Prime and Reach: Synthesising Body Motion for Gaze-Primed Object Reach
Masashi Hatano, Saptarshi Sinha, Jacob Chalk, Wei-Hong Li, Hideo Saito, Dima Damen
TL;DR
This work addresses the gap in synthesizing gaze-primed object reach by curating a large Prime & Reach (P&R) dataset from five public egocentric datasets and training a diffusion-based motion model conditioned on text, initial state, and a goal (either full pose or object location). It introduces a new Prime Success metric to evaluate gaze priming and demonstrates substantial improvements over baselines across multiple datasets, with the strongest gains when conditioning on the full goal pose and meaningful gains when conditioning on object location. The approach integrates egocentric gaze data with full-body motion via EgoAllo for pose estimation, pretraining on Nymeria to learn fine-grained everyday motion priors, and careful ablations that highlight the impact of conditioning choices and pretraining. The resulting P&R model advances realistic gaze-primed motion synthesis, offering potential benefits for animation, AR/VR, and robotics where anticipatory, gaze-guided actions are crucial.
Abstract
Human motion generation is a challenging task that aims to create realistic motion imitating natural human behaviour.
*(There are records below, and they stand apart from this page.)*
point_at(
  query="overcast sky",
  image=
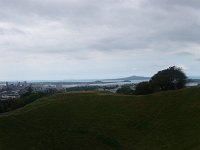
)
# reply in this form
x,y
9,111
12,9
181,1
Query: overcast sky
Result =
x,y
82,39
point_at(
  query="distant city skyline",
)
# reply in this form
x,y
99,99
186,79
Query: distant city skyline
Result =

We focus on the well-studied behaviour of priming an object/location for pick up or put down -- that is, the spotting of an object/location from a distance, known as gaze priming, followed by the motion of approaching and reaching the target location. To that end, we curate, for the first time, 23.7K gaze-primed human motion sequences for reaching target object locations from five publicly available datasets, i.e., HD-EPIC, MoGaze, HOT3D, ADT, and GIMO. We pre-train a text-conditioned diffusion-based motion generation model, then fine-tune it conditioned on goal pose or location, on our curated sequences. Importantly, we evaluate the ability of the generated motion to imitate natural human movement through several metrics, including the 'Reach Success' and a newly introduced 'Prime Success' metric. On the largest dataset, HD-EPIC, our model achieves 60% prime success and 89% reach success when conditioned on the goal object location.